Deux autres mésanges, d’importance moindre pour l’échenillage, construisent leurs nids avec un art admirable. Ce sont la mésange à longue queue et la penduline.

La mésange à longue queue se distingue de toutes les autres par le développement excessif de la queue, qui fait plus de la moitié de la longueur totale du corps. Elle habite les bois pendant la belle saison et ne vient que l’hiver dans nos jardins et nos vergers. C’est un petit oiseau à peine supérieur en dimension au roitelet. Il est gris-rougeâtre sur le dos et blanc en dessous ; le ventre est teinté de roux, la nuque et les joues sont blanches.

Le nid est tantôt placé dans l’enfourchure des hautes branches d’un arbuste, tantôt dans l’épais fourré d’un buisson à quelques pieds de terre ; mais il est plus souvent accolé au tronc d’un saule ou d’un peuplier. Sa forme est celle d’un ovale allongé, ou mieux d’un énorme cocon élargi par la base. Il a son entrée sur le côté, à un pouce environ du sommet de la voûte. La coque extérieure se compose de lichens conformes à ceux qui viennent sur l’arbre servant de support, afin de se confondre avec l’écorce et de tromper les regards des passants. Des filaments de laine en retiennent toutes les parties enchevêtrées entre elles. Le dôme, pour mieux résister à la pluie, est un feutre épais de mousse et de fils d’araignée. L’intérieur ressemble à la cavité d’un four dont le sol serait excavé en coupe et la voûte très élevée. Cette forme est la plus favorable à la conservation de la chaleur. Un lit très épais de plumes soyeuses forme l’ameublement du nid. Là reposent seize à vingt oisillons, rangés avec ordre dans l’étroite conque, de la grandeur au plus du creux de la main. Par quel miracle de parcimonieux emménagement ces vingt petites créatures avec leur mère trouvent-elles place en ce logis ? comment d’aussi longues queues peuvent-elles s’y développer ? On chercherait vainement plus belle application de l’économie de l’espace.

Émile. — Que j’aimerais à voir les vingt petites mésanges dans le fond de leur nid !

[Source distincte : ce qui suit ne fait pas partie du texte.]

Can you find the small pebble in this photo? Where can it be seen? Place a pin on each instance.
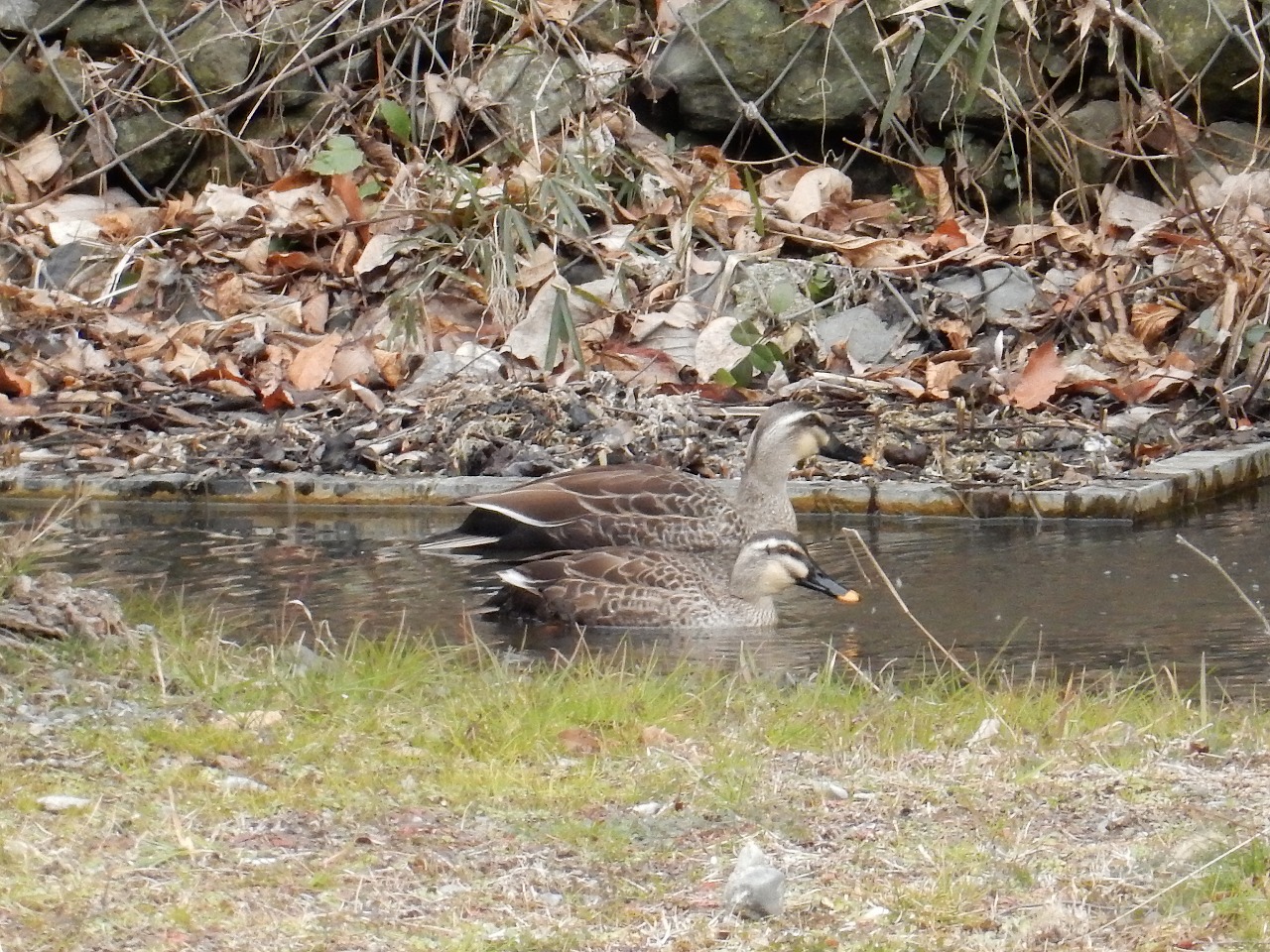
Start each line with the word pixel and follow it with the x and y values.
pixel 60 802
pixel 756 889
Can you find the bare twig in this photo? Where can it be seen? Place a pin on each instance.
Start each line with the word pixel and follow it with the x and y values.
pixel 1215 563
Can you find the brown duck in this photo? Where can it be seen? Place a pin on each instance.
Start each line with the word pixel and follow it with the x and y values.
pixel 649 506
pixel 629 588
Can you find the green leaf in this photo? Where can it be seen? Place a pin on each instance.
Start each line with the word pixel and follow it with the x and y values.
pixel 762 359
pixel 821 286
pixel 781 296
pixel 746 334
pixel 397 117
pixel 339 157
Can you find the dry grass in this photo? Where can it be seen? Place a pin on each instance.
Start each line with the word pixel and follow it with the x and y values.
pixel 404 796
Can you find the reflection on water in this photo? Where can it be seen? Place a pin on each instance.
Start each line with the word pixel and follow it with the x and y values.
pixel 1066 595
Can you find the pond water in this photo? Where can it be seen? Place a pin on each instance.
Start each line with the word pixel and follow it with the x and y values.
pixel 1056 595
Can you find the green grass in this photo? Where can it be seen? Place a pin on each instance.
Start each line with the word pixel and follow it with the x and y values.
pixel 404 794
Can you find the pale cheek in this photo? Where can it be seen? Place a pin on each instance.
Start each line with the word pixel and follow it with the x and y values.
pixel 808 445
pixel 775 579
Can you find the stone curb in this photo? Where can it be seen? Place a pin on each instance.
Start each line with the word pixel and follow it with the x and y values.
pixel 1165 486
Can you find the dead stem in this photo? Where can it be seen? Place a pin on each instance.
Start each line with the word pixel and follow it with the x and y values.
pixel 1216 565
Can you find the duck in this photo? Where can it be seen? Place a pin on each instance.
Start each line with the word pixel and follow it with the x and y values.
pixel 636 504
pixel 636 588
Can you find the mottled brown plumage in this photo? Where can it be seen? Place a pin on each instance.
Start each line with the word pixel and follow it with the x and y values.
pixel 626 587
pixel 648 506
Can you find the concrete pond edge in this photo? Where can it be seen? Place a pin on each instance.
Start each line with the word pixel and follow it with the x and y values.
pixel 1161 489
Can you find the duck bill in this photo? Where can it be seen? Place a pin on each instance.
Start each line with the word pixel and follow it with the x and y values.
pixel 817 580
pixel 837 449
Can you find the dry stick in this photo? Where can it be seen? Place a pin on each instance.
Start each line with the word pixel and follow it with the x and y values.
pixel 1175 884
pixel 1211 560
pixel 199 119
pixel 894 593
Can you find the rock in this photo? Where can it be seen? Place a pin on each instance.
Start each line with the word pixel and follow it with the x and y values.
pixel 51 607
pixel 994 295
pixel 1011 79
pixel 236 782
pixel 756 889
pixel 746 55
pixel 62 802
pixel 217 54
pixel 535 90
pixel 107 30
pixel 1091 136
pixel 870 333
pixel 21 112
pixel 163 151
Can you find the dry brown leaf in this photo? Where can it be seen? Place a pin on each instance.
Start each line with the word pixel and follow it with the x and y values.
pixel 17 409
pixel 1151 320
pixel 538 268
pixel 939 376
pixel 40 159
pixel 13 384
pixel 314 312
pixel 579 740
pixel 558 10
pixel 948 236
pixel 353 362
pixel 1040 377
pixel 186 362
pixel 824 13
pixel 631 363
pixel 956 330
pixel 934 186
pixel 312 365
pixel 277 399
pixel 1178 370
pixel 657 738
pixel 1125 348
pixel 391 366
pixel 813 191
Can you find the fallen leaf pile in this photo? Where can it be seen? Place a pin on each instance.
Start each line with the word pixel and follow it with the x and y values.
pixel 321 321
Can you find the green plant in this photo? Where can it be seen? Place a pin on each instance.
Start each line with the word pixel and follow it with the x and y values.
pixel 762 358
pixel 339 157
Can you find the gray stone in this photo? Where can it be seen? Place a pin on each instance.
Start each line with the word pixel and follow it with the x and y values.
pixel 756 889
pixel 1198 44
pixel 1084 143
pixel 166 150
pixel 105 28
pixel 535 90
pixel 772 294
pixel 21 112
pixel 217 54
pixel 746 54
pixel 1008 84
pixel 870 333
pixel 63 87
pixel 994 295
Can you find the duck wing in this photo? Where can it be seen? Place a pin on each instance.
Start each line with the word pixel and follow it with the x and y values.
pixel 598 506
pixel 607 587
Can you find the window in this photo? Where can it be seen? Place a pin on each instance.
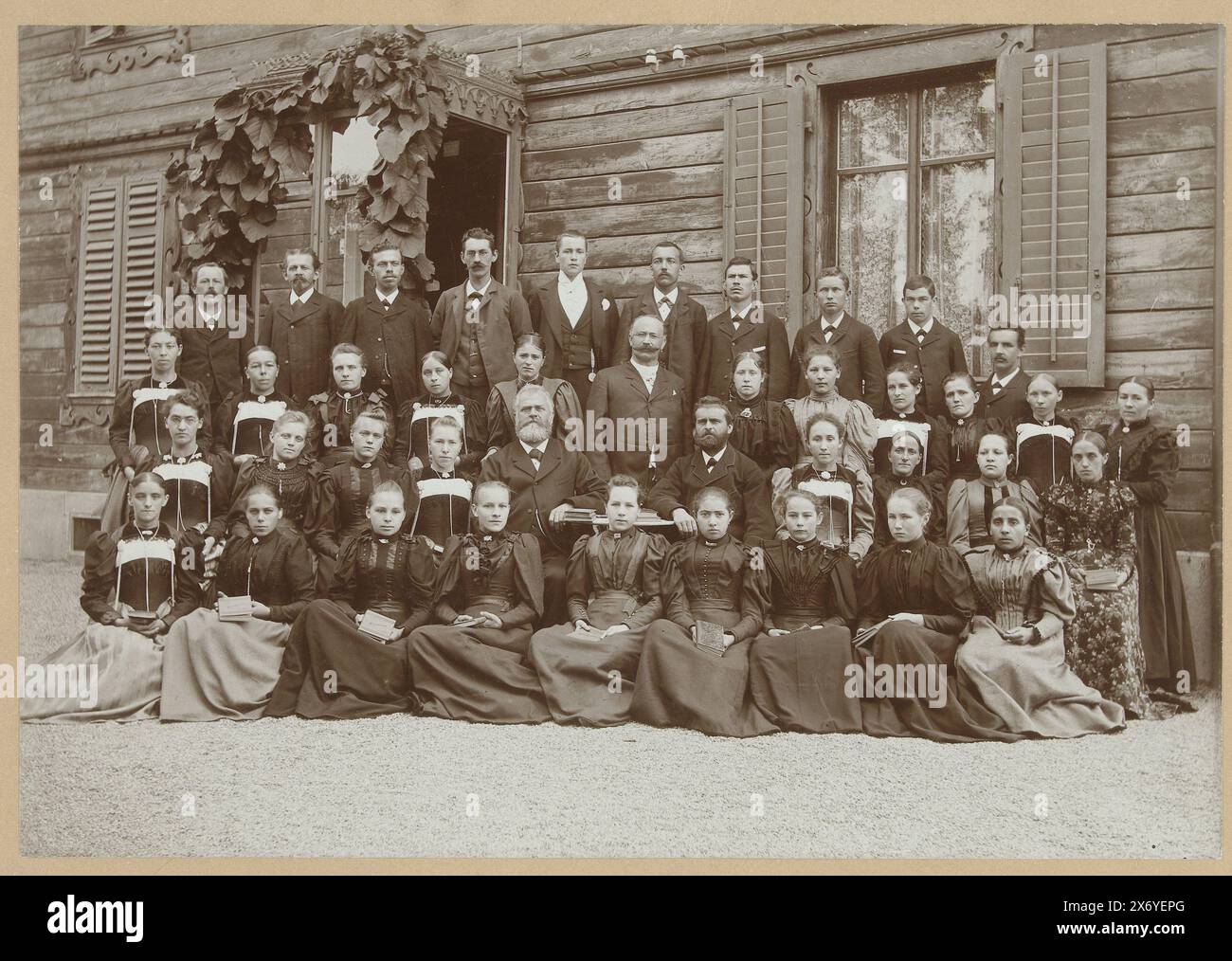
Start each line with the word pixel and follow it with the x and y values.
pixel 915 184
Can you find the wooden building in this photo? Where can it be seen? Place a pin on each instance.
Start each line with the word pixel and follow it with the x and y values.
pixel 1071 159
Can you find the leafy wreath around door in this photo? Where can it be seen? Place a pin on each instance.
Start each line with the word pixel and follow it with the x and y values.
pixel 228 185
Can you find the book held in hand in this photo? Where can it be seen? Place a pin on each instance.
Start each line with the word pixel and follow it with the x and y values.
pixel 378 626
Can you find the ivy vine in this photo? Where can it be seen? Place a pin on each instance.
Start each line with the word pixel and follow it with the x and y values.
pixel 229 183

Paul. — J’ai eu dans le temps cette bonne fortune. Aujourd’hui encore l’émotion me gagne quand je songe aux vingt petites têtes qui se dressèrent du fond du nid, tremblotant et ouvrant le bec comme à l’approche de leur mère. Par l’orifice du four, un coup d’œil fut rapidement donné à ce gracieux spectacle, et je me retirai. Les parents étaient déjà là, la plume ébouriffée d’anxiété. Ne craignez rien, petits oiseaux si vigilants pour votre famille, ce n’est pas l’oncle Paul qui commettra le sacrilège de toucher à vos nids.

Émile. — Émile non plus.

Louis. — Jules et Louis pas davantage.

Paul. — Je l’espère bien, sinon l’oncle Paul ne raconterait plus d’histoires.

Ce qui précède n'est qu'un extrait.